Fakat sıhhatsiz hayat şartlarına, yanlış beslenme uygulamalarına, sigara ve

alkol üzere ziyanlı hususların kullanımına, bilinçsiz ilaç tüketimine, ağır strese

ya da çevresel etkenlere bağlı olarak bedendeki birikimi olağan seviyelerin

üzerine çıkan toksin yükünü gidermek için detoks uygulamalarından istifade

edilebilmektedir. Bu bakımdan detoksun, bedenin toksin birikimini atmaya

dönük doğal pratiğine şuurlu ve kısa periyodik bir katkı olduğu da söylenebilir.

Doğru detoks uygulamalarının örneğin böbrekleri dinlendirebileceğini ve

karaciğer işlevlerini nizama sokabileceğini not etmeden geçmemek gerekir.

Ancak detoksun tek başına gerçek bir kilo verme prosedürü olmadığı

vurgulanmalıdır. Salt detoks uygulamaları ile kilo vermeye çaba etmek,

vücudun istikrarını bozacağı için orta vadede önemli sıhhat sıkıntılarına neden

olabilir” dedi.

“Egzersiz kansere yakalanma riskini yüzde 20 azaltıyor”

Egzersizin kıymetine değinen Prof. Dr. Karabulut, “ Son yıllarda yapılan

bir araştırmaya nazaran antrenman kansere yakalanma riskini en az yüzde 20 oranında

azaltıyor. Yemek borusu kanseri riskini yüzde 42, karaciğer kanseri riskini

yüzde 27, akciğer kanseri riskini yüzde 26, kan kanserinin bir cinsine ilişkin riski

yüzde 20, göğüs kanseri riskini yüzde 10 oranında azaltıyor” dedi.

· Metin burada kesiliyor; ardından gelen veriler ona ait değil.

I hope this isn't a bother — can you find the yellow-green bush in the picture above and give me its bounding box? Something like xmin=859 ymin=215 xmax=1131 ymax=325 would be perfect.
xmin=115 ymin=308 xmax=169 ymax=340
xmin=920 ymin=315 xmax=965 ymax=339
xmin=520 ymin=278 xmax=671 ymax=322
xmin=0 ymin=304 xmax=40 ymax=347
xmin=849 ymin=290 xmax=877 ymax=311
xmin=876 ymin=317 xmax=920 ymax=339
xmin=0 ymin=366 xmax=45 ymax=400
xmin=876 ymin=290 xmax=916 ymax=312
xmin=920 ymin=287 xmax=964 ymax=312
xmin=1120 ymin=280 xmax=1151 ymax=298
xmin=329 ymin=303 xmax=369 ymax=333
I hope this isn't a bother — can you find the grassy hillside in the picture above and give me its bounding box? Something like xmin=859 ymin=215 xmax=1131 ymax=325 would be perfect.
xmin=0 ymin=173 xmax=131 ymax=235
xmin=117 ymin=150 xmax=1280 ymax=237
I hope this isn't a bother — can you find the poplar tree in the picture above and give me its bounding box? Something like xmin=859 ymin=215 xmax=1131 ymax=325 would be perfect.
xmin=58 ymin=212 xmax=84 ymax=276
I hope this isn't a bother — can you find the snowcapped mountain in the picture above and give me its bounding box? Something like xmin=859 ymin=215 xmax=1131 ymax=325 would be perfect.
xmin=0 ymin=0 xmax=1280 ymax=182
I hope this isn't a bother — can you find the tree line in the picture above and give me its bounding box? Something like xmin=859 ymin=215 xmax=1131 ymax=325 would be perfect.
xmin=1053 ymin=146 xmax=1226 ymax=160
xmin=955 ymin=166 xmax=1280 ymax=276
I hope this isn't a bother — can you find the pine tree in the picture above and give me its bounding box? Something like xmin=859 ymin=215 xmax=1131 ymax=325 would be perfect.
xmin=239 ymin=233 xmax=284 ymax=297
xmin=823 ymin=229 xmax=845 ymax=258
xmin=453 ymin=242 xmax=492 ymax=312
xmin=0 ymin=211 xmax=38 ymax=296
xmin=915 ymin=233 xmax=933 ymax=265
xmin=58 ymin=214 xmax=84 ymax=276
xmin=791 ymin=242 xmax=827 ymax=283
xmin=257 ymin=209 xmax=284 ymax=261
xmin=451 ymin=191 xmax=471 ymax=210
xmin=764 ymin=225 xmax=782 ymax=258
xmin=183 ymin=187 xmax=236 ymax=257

Sağlıklı bir ömür sürmeye yönelik tekliflerde bulunan Prof. Dr. Bay

Karabulut, “Doğadan uzaklaşan insanın mümkün mertebe tabiata geri dönmesi,

en azından tabiat ile irtibatını güçlendirmesi, hayatında tabiata ve doğal olana

daha fazla yer açması gerekiyor. Unsur kolay, doğal olmayan her şeyden uzak

duracağız. İşe besin alışverişlerimiz ile ilgili alışkanlıklarımızı değiştirerek

başlayabiliriz. Öncelikle mevsiminde yetişmeyen eserlerden uzak durmak iyi

bir başlangıç olacaktır. Etiket okuma alışkanlığı ve satın aldığımız eserlere dair

bilinçli bir bakış açısı geliştirmek mutlaka gerekli. Market raflarından

uzaklaşıp yolumuzu köy pazarlarına, artık yeterlice yaygınlaşan ve organik tarım ile

yetiştirilen eserlerin satıldığı satış tezgâhlarına düşürmek sandığımızdan çok

daha kolay. Birebir mantığa yalnızca besinde değil, giysi ve kozmetik 

gereksinimlerimizde de müracaat ettiğimiz takdirde tabiatla alakamızı olması

gerektiği üzere yapılandırmada değerli bir uzaklık kat etmiş olacağız” dedi.

Konferans sonunda Dekan Prof. Dr. Bilgehan Gültekin katkılarından

dolayı Prof. Dr. Aysun Bay Karabulut’a “Teşekkür Belgesi” verdi.